Allowing the appeal, the bench said it has no hesitation to hold that in cases of this nature, the fact that given the compromise entered into between the parties, the chance of a conviction is remote and bleak also cannot be a ground to abruptly terminate the investigation, by quashing FIR and all further proceedings pursuant thereto, by invoking the power under Section 482, Cr. P.C. in the said circumstances.
Justice Ravi Kumar said it is more so when the extracted portion from the complaint that was annexed to the FIR and extracted herein before would reveal that the accused was putting pressure on the father not to lodge any report. “Despite giving such a statement in the complaint, within a couple of weeks, the accused managed to compromise the case with the 4th respondent (father of the minor victim) and his wife”, noted the bench. The bench noted that the victim was then a student of class 11th in the higher secondary aged 16 years.
An FIR was filed on January 8, 2022, and the compromise was entered immediately on January 31, 2022. The bench said, despite the said position, the High Court has not chosen to consider whether the compromise entered into between the parents and the accused could be acted upon or not, in the interest of justice, taking note of the serious allegations levelled against the accused.
“We are at a loss to understand how the High Court arrived at the conclusion that in the case on hand a dispute to be resolved exists between the parties….”, said the bench.
The bench emphasised that in unambiguous terms this court held that before exercising the power under Section 482, Cr. PC, the High Court must have due regard to the nature and gravity of the crime besides observing and holding those heinous and serious offences could not be quashed even though a victim or victim’s family and the offender had settled the dispute.
Justice Ravi Kumar said it is disheartening to note that with tooth and nail, the counsel appearing for the fourth respondent, the father of the victim, challenged the appellants’ locus standi to maintain the special leave petition against the impugned order whereunder the FIR registered against the third respondent, the accused was quashed based on the compromise.
The bench said there is no case for the accused and father of the victim to claim that the appellants’ filed the petition due to any private revenge or personal vendetta.
“According to us, such right to a third party to prefer a petition under Article 136 of the Constitution is certainly to be recognised and respected in a case where seemingly miscarriage of justice had occurred and still, neither state nor the victim or any relative falling under the term ‘victim’ approached this court”, said the bench.

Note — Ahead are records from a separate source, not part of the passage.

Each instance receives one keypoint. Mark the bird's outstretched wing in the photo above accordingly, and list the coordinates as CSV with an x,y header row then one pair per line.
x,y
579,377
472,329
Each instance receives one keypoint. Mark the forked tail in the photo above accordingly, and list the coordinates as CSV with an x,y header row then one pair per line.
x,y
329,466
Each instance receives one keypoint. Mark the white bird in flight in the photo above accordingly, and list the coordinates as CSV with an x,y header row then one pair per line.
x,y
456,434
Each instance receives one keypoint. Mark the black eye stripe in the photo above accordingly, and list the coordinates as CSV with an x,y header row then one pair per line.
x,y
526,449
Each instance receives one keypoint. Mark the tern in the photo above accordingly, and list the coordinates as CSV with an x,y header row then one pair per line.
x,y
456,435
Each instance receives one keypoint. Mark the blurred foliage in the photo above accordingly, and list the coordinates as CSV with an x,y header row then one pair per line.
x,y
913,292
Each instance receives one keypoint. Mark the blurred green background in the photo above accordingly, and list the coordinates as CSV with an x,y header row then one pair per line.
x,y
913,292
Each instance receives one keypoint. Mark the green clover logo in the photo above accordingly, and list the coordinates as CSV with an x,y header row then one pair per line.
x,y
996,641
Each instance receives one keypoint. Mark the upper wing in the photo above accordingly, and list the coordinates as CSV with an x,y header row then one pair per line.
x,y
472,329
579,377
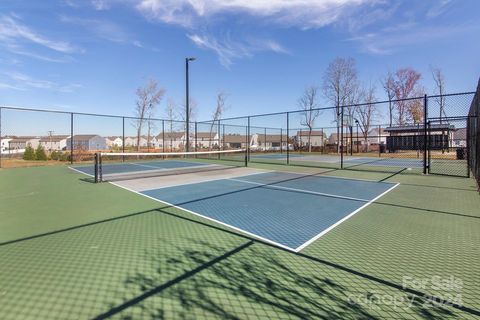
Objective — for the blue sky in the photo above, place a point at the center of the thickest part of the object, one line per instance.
(91, 55)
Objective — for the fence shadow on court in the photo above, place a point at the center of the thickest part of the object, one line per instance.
(254, 282)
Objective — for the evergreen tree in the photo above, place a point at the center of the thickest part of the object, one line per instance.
(40, 154)
(29, 153)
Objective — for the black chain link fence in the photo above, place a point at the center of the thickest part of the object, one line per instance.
(430, 134)
(473, 136)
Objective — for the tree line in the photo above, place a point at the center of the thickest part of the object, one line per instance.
(151, 95)
(357, 101)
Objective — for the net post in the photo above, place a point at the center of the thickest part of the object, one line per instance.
(340, 139)
(71, 138)
(163, 137)
(281, 140)
(248, 138)
(425, 133)
(378, 138)
(196, 136)
(100, 166)
(96, 167)
(288, 133)
(218, 130)
(1, 137)
(123, 137)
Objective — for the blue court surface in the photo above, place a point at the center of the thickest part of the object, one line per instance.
(131, 167)
(348, 160)
(286, 209)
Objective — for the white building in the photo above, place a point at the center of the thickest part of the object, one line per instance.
(54, 143)
(207, 140)
(317, 138)
(269, 142)
(114, 142)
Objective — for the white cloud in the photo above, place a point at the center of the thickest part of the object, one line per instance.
(12, 29)
(104, 29)
(388, 40)
(228, 50)
(300, 13)
(438, 8)
(20, 81)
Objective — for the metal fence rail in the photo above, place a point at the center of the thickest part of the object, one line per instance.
(473, 139)
(429, 134)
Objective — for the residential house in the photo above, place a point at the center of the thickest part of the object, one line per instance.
(173, 140)
(207, 140)
(412, 137)
(269, 142)
(20, 143)
(236, 141)
(459, 138)
(317, 138)
(4, 143)
(87, 142)
(114, 142)
(54, 142)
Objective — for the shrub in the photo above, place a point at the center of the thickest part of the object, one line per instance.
(29, 153)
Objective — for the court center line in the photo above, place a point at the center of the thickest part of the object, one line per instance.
(344, 219)
(300, 190)
(256, 236)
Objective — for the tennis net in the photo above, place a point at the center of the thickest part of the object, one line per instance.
(114, 166)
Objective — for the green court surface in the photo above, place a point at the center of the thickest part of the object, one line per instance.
(72, 249)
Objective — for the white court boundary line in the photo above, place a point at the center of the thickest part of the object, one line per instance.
(274, 186)
(344, 218)
(205, 217)
(299, 248)
(78, 171)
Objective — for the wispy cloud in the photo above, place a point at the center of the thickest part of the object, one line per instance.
(299, 13)
(228, 50)
(438, 8)
(104, 29)
(20, 81)
(389, 40)
(12, 29)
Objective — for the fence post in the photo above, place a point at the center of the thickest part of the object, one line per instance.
(1, 137)
(425, 134)
(71, 138)
(288, 133)
(196, 136)
(340, 141)
(248, 138)
(123, 138)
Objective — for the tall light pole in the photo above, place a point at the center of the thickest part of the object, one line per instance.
(187, 104)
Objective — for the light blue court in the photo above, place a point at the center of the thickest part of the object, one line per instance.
(286, 209)
(141, 166)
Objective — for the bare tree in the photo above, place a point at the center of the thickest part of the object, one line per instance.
(405, 84)
(217, 115)
(192, 108)
(388, 84)
(439, 79)
(148, 98)
(308, 102)
(171, 117)
(366, 113)
(339, 84)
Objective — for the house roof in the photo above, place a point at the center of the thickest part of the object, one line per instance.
(84, 136)
(272, 137)
(410, 128)
(55, 138)
(171, 135)
(210, 135)
(460, 134)
(235, 138)
(313, 133)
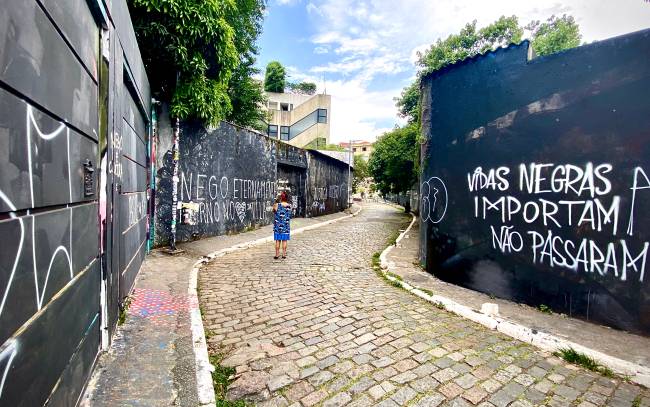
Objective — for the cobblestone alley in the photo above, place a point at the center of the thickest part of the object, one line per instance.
(321, 328)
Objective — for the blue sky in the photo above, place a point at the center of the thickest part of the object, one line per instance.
(363, 52)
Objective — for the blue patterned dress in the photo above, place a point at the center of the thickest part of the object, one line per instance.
(281, 223)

Concluding the judgment, Justice Ravi Kumar said, “The impugned order of the High Court is hereby quashed and set aside. Consequently, the FIR, investigation and criminal proceedings pursuant thereto are subject to the nature of the report to be filed under Section 173(2), Cr. P.C., be proceeded with against the accused, in accordance with law. We make it clear that we shall not be understood to have made any observations on the merits of the case”.